The fight to protect farmers from the harmful effects of glyphosate, the
active ingredient in Monsanto’s multi-billion dollar herbicide Roundup,
recently scored a legislative win in California after Fresno County Superior
Court Judge Kristi Kapetan
formalized her January ruling to allow the state to require Monsanto to label its product as a possible
carcinogen on Friday, March 10.
Judge Kapetan first issued a tentative ruling against the company on January
27 in Monsanto Company v. Office of Environmental Health Hazard Assessment,
et al., one year after it sued the state of California for listing their
product as a Proposition 65 chemical in order to warn consumers about
its possibly carcinogenic effects.
Attorney David Domina is currently representing four farmers who claim
that using Roundup gave them non-Hodgkin’s lymphoma.

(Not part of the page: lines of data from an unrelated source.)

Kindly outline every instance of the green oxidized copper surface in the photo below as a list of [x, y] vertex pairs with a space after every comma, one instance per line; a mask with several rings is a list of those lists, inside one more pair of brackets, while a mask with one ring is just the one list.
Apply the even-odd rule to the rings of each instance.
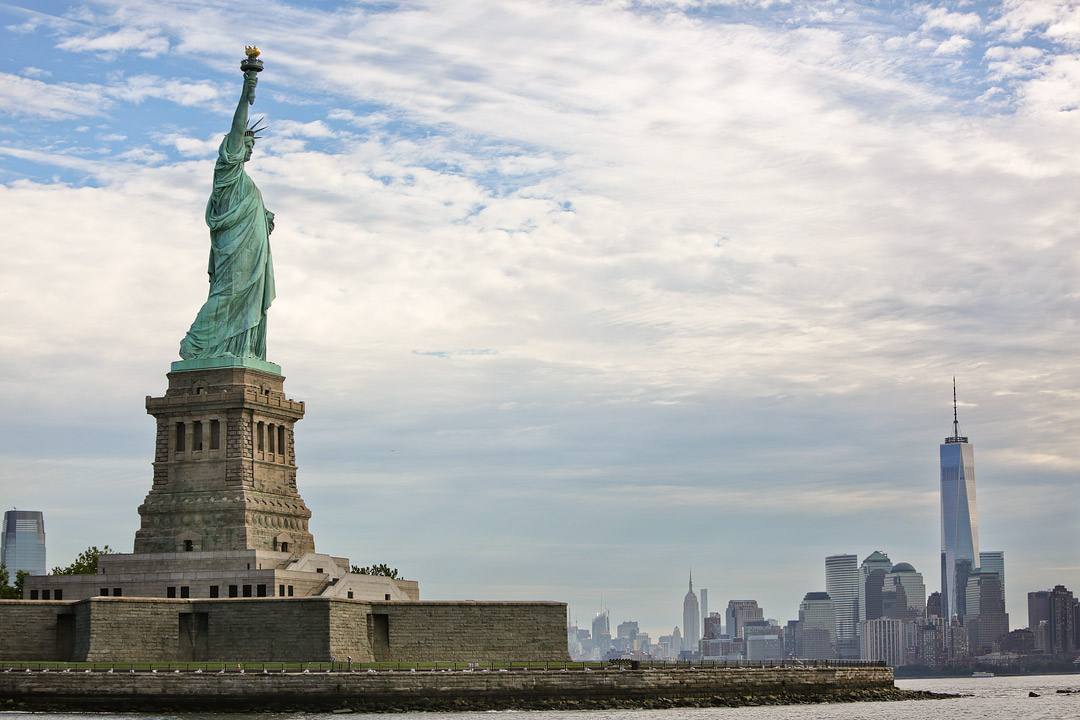
[[244, 72], [232, 126], [218, 148], [206, 202], [210, 295], [180, 341], [184, 359], [174, 363], [173, 370], [243, 366], [281, 372], [266, 362], [267, 310], [275, 295], [270, 255], [273, 213], [266, 209], [262, 193], [244, 169], [255, 147], [247, 108], [255, 101], [257, 82], [256, 71]]

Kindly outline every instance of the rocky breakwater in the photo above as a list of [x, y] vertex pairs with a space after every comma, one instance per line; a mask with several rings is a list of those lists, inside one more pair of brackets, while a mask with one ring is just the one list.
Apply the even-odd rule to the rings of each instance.
[[229, 711], [664, 708], [892, 701], [887, 667], [352, 673], [0, 673], [0, 709]]

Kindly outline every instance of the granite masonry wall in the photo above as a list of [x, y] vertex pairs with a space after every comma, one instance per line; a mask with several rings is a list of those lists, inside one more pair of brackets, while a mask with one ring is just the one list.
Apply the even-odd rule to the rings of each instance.
[[[372, 613], [389, 624], [387, 660], [569, 658], [562, 602], [375, 602]], [[482, 646], [477, 633], [485, 636]], [[378, 641], [377, 631], [373, 636]]]
[[566, 661], [562, 602], [0, 600], [0, 661]]
[[[72, 624], [75, 611], [70, 602], [0, 600], [0, 660], [58, 660], [60, 638], [57, 625]], [[57, 620], [63, 616], [64, 620]]]
[[301, 674], [0, 673], [0, 708], [499, 709], [893, 698], [892, 669], [698, 668]]

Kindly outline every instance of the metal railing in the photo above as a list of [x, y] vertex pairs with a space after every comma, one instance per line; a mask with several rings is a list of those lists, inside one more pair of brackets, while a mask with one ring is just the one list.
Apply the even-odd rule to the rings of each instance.
[[625, 670], [708, 670], [721, 668], [831, 668], [885, 667], [885, 661], [873, 660], [768, 660], [768, 661], [637, 661], [605, 662], [498, 661], [455, 662], [432, 661], [411, 663], [266, 663], [266, 662], [52, 662], [0, 661], [0, 673], [146, 673], [146, 674], [299, 674], [313, 673], [511, 673], [511, 671], [625, 671]]

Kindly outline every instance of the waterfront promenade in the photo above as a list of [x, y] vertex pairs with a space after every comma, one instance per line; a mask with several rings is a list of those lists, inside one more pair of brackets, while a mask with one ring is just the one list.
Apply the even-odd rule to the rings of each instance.
[[[164, 665], [165, 667], [161, 667]], [[739, 706], [907, 699], [892, 668], [853, 666], [627, 665], [580, 663], [261, 669], [21, 667], [0, 669], [0, 708], [21, 710], [355, 711]], [[186, 664], [185, 664], [186, 665]], [[463, 666], [464, 665], [464, 666]], [[454, 667], [451, 667], [454, 666]], [[216, 668], [216, 669], [215, 669]]]

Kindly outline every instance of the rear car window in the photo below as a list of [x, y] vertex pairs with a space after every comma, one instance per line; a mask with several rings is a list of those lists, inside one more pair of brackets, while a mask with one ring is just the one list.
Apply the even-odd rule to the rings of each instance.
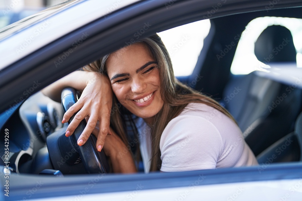
[[302, 68], [302, 19], [265, 17], [251, 21], [243, 32], [231, 67], [232, 74], [248, 74], [261, 68], [269, 68], [256, 58], [255, 43], [262, 32], [272, 25], [280, 25], [291, 31], [297, 52], [297, 67]]

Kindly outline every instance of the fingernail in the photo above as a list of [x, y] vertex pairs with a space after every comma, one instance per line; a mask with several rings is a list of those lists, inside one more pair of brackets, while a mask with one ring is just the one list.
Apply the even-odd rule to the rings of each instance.
[[83, 145], [83, 140], [79, 140], [79, 142], [78, 142], [78, 145], [79, 146], [82, 146], [82, 145]]
[[98, 151], [101, 152], [101, 150], [102, 150], [102, 146], [99, 145], [98, 146]]
[[65, 134], [65, 136], [66, 137], [69, 137], [70, 135], [70, 131], [67, 130], [66, 131], [66, 133]]

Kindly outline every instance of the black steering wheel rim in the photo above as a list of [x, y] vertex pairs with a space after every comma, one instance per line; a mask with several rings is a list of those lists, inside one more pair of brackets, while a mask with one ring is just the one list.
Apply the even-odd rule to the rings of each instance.
[[[61, 100], [64, 112], [77, 101], [77, 94], [78, 95], [76, 90], [71, 87], [67, 87], [62, 91]], [[73, 119], [76, 114], [71, 117], [69, 124]], [[85, 143], [82, 146], [77, 144], [77, 140], [86, 125], [86, 121], [84, 119], [80, 123], [72, 135], [68, 138], [72, 146], [79, 154], [81, 160], [88, 173], [106, 174], [106, 170], [108, 169], [107, 158], [103, 150], [100, 152], [97, 150], [96, 138], [94, 136], [91, 135]]]

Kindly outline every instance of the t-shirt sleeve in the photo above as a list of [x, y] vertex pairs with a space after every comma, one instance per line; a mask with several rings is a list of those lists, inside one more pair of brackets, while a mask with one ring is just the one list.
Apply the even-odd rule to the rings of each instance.
[[194, 115], [178, 116], [169, 122], [161, 138], [160, 170], [215, 169], [223, 146], [218, 130], [206, 119]]

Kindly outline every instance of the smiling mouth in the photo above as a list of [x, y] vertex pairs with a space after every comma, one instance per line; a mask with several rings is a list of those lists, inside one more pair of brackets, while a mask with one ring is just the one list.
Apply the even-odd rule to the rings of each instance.
[[149, 100], [149, 99], [150, 98], [152, 97], [152, 96], [153, 95], [153, 93], [154, 93], [154, 92], [143, 98], [140, 99], [138, 99], [137, 100], [133, 100], [137, 102], [143, 102], [145, 101], [146, 101], [148, 100]]

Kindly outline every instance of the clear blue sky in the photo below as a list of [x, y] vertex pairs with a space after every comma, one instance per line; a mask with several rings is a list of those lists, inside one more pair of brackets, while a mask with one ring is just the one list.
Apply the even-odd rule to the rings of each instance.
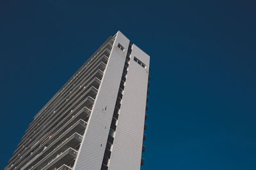
[[142, 169], [256, 169], [253, 1], [0, 1], [0, 169], [33, 117], [120, 30], [151, 56]]

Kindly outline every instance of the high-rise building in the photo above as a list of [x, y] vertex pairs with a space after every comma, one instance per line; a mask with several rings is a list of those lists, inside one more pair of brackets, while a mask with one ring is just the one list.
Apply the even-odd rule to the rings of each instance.
[[35, 116], [5, 169], [140, 169], [150, 57], [118, 31]]

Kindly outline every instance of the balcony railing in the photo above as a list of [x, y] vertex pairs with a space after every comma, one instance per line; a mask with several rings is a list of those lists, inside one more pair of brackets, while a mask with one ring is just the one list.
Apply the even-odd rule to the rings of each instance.
[[42, 169], [35, 169], [35, 170], [46, 170], [51, 169], [54, 167], [58, 167], [61, 166], [64, 164], [67, 164], [70, 162], [73, 159], [76, 158], [77, 155], [77, 152], [74, 149], [70, 148], [67, 149], [65, 152], [60, 155], [56, 155], [56, 157], [50, 160], [47, 165], [44, 167]]
[[58, 168], [56, 170], [72, 170], [72, 167], [64, 164], [62, 166]]

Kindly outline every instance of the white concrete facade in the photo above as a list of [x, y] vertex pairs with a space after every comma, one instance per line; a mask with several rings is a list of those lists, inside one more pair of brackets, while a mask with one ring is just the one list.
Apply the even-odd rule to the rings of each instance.
[[118, 31], [36, 115], [5, 169], [140, 169], [149, 64]]

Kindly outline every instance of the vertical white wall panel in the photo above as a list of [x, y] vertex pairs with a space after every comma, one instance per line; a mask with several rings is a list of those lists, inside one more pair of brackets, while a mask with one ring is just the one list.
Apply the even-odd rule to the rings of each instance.
[[[146, 64], [146, 69], [133, 60], [134, 56]], [[140, 169], [149, 60], [147, 54], [132, 45], [109, 170]]]
[[[117, 47], [118, 43], [124, 52]], [[74, 169], [100, 169], [129, 43], [118, 31]]]

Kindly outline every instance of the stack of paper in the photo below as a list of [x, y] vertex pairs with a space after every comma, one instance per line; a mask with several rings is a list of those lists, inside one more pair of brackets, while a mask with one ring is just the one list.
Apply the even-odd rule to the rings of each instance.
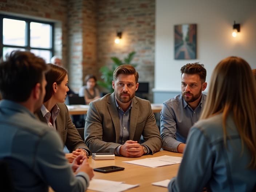
[[122, 182], [93, 179], [90, 181], [88, 189], [102, 192], [120, 192], [139, 185], [139, 184], [129, 185]]
[[182, 159], [182, 157], [169, 155], [163, 155], [157, 157], [146, 158], [123, 162], [155, 168], [157, 167], [180, 163]]
[[169, 179], [166, 179], [163, 181], [161, 181], [157, 182], [152, 183], [151, 183], [153, 185], [160, 186], [160, 187], [168, 187], [168, 184], [170, 183]]

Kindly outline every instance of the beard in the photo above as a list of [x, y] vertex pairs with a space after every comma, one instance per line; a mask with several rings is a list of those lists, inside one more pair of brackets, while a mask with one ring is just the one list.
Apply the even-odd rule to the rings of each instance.
[[[196, 95], [193, 95], [190, 91], [186, 91], [182, 93], [182, 96], [187, 103], [192, 103], [201, 97], [201, 90]], [[185, 94], [189, 94], [189, 95], [187, 96]]]
[[[122, 95], [123, 94], [125, 94], [127, 95]], [[132, 95], [129, 94], [128, 92], [123, 92], [120, 94], [118, 94], [115, 91], [115, 95], [116, 99], [123, 103], [129, 103], [134, 97], [135, 93], [134, 92]]]

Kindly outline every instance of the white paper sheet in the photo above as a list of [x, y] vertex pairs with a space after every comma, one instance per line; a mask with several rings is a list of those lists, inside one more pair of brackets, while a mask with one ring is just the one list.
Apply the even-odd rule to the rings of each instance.
[[170, 183], [170, 180], [171, 180], [169, 179], [166, 179], [165, 180], [164, 180], [163, 181], [152, 183], [151, 184], [152, 184], [153, 185], [160, 186], [161, 187], [168, 187], [168, 184], [169, 184], [169, 183]]
[[180, 163], [182, 159], [182, 157], [169, 155], [163, 155], [156, 157], [146, 158], [123, 162], [155, 168], [157, 167]]
[[137, 187], [139, 184], [130, 185], [124, 182], [93, 179], [90, 181], [88, 189], [102, 192], [120, 192]]

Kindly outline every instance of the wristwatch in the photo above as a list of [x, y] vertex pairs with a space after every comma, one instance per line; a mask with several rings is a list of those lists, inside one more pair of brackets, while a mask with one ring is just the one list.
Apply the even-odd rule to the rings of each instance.
[[148, 148], [147, 148], [147, 147], [145, 146], [145, 145], [142, 145], [142, 147], [143, 148], [143, 152], [144, 152], [144, 154], [145, 154], [148, 153]]

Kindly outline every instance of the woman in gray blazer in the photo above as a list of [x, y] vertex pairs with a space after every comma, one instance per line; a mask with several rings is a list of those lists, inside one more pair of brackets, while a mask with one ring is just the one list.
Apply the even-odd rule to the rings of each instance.
[[78, 155], [89, 155], [90, 152], [72, 122], [68, 109], [64, 103], [68, 87], [67, 72], [64, 68], [48, 64], [49, 69], [45, 73], [47, 84], [44, 103], [37, 115], [42, 121], [58, 132], [70, 153], [65, 154], [72, 162]]
[[255, 83], [242, 58], [217, 65], [169, 191], [256, 191]]

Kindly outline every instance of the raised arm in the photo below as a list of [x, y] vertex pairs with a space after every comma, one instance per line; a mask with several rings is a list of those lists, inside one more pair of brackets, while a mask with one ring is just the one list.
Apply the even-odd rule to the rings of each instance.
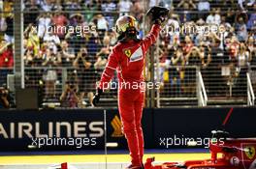
[[160, 31], [161, 26], [159, 24], [153, 24], [149, 34], [143, 40], [143, 45], [144, 46], [145, 50], [147, 50], [150, 45], [155, 43]]

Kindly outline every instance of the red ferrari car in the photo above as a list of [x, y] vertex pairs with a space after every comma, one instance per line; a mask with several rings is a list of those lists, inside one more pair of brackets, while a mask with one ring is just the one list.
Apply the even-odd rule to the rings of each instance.
[[[256, 169], [256, 138], [228, 138], [225, 131], [212, 131], [210, 159], [166, 162], [153, 165], [148, 158], [145, 169]], [[224, 137], [223, 137], [224, 136]], [[222, 139], [220, 139], [222, 138]]]

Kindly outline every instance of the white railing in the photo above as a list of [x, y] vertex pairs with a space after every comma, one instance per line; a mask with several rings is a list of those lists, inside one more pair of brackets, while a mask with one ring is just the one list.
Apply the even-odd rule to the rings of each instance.
[[198, 95], [198, 105], [207, 106], [208, 105], [208, 95], [206, 92], [206, 87], [200, 70], [197, 70], [197, 95]]
[[246, 75], [247, 75], [247, 105], [254, 105], [255, 96], [254, 96], [249, 72], [247, 72]]

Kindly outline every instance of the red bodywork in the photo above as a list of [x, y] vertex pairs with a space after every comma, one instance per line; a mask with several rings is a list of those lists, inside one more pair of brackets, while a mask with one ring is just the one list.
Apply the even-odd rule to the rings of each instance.
[[145, 169], [256, 169], [256, 139], [226, 139], [210, 143], [210, 159], [166, 162], [152, 165], [154, 158], [148, 158]]

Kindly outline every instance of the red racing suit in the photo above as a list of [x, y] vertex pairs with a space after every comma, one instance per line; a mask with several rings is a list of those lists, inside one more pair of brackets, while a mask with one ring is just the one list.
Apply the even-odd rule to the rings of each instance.
[[118, 42], [109, 56], [99, 88], [104, 91], [117, 70], [118, 110], [127, 139], [132, 164], [141, 166], [144, 155], [142, 115], [144, 100], [144, 65], [146, 50], [153, 44], [161, 28], [154, 24], [150, 33], [141, 41]]

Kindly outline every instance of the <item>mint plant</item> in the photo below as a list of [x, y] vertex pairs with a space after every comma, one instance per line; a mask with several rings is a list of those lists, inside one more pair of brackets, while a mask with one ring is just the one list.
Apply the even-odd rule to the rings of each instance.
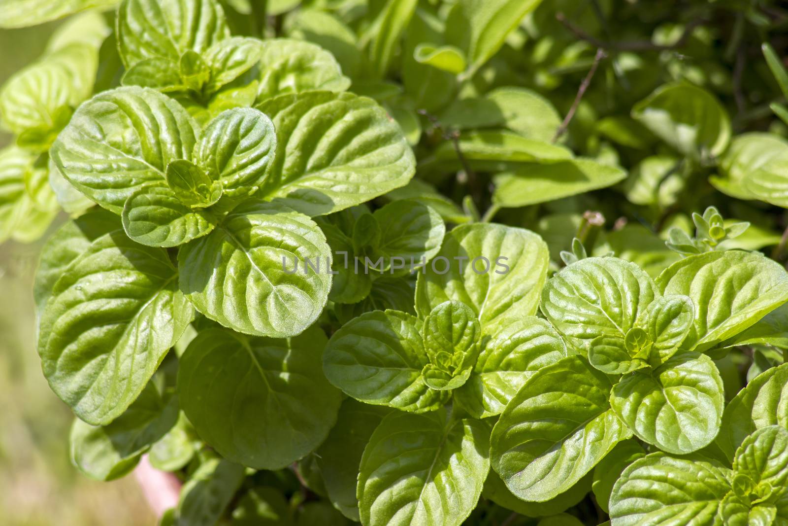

Proposition 65 was passed in California in 1986, and requires the state
to publish a list of products that are known carcinogens, can cause birth
defects or other types of reproductive harm. Glyphosate was added to the
list in September of 2015 by the Office of Environmental Health Hazard
Assessment (OEHHA) after it was
classified it as a probable carcinogen by the World Health Organization’s (WHO) International Agency for
Research on Cancer (IARC), overruling their previous conclusion following
their evaluation of the chemical between 1997 and 2007.
California is the first state to take this large of a step towards alerting
consumers of the potential danger associated with glyphosate. David Domina,
an attorney at Domina Law Group, is
currently representing four farmers – Larry Domina, Frank Pollard, Robert Dickey, and Royce Janzen –
who claim that using Roundup gave them non-Hodgkin’s lymphoma.
“Roundup is used by Nebraskans raising everything from grain to grass
and tulips to trees. Nothing on the label alerts users to health risks,”
Domina said in an interview. “Nebraskans deserve the benefit of
the WHO research, and protection against unknown exposure.”
While this California ruling may not directly affect the outcome of the
case in Nebraska, it could pave the way for broader changes across the
United States and potentially provide necessary protections for the countless
people who are affected by glyphosate every year.